残存3原発すべてを稼働延長へ、与党内の対立解決に向け首相が指令権発動

この記事の要約

ドイツのオーラフ・ショルツ首相(社会民主党=SPD)は17日、国内に残存している原子力発電所3カ所の稼働期間をすべて延長することを決めた。政権内では原発稼働延長をめぐり環境政党の緑の党と中道右派の自由民主党(FDP)が対 […]

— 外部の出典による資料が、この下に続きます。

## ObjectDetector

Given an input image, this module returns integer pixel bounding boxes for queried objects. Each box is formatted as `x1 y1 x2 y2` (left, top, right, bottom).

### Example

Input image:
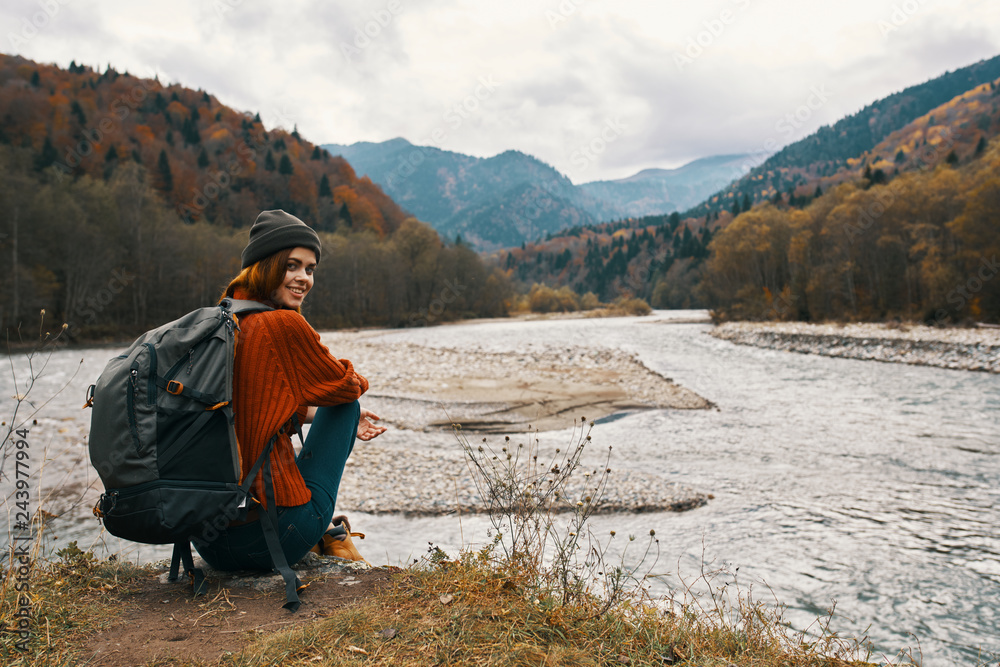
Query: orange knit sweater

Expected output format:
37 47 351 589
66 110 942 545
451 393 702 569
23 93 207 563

ドイツのオーラフ・ショルツ首相(社会民主党=SPD)は17日、国内に残存している原子力発電所3カ所の稼働期間をすべて延長することを決めた。政権内では原発稼働延長をめぐり環境政党の緑の党と中道右派の自由民主党(FDP)が対立。深刻なエネルギー危機のただ中で妥協の兆しが見えないことから、内閣総理大臣の指令権を発動して決着を図った。毛色の異なる政党からなる政権で大きな齟齬が生じないよう、両党の主張をともに一定程度、取り入れた措置となっている。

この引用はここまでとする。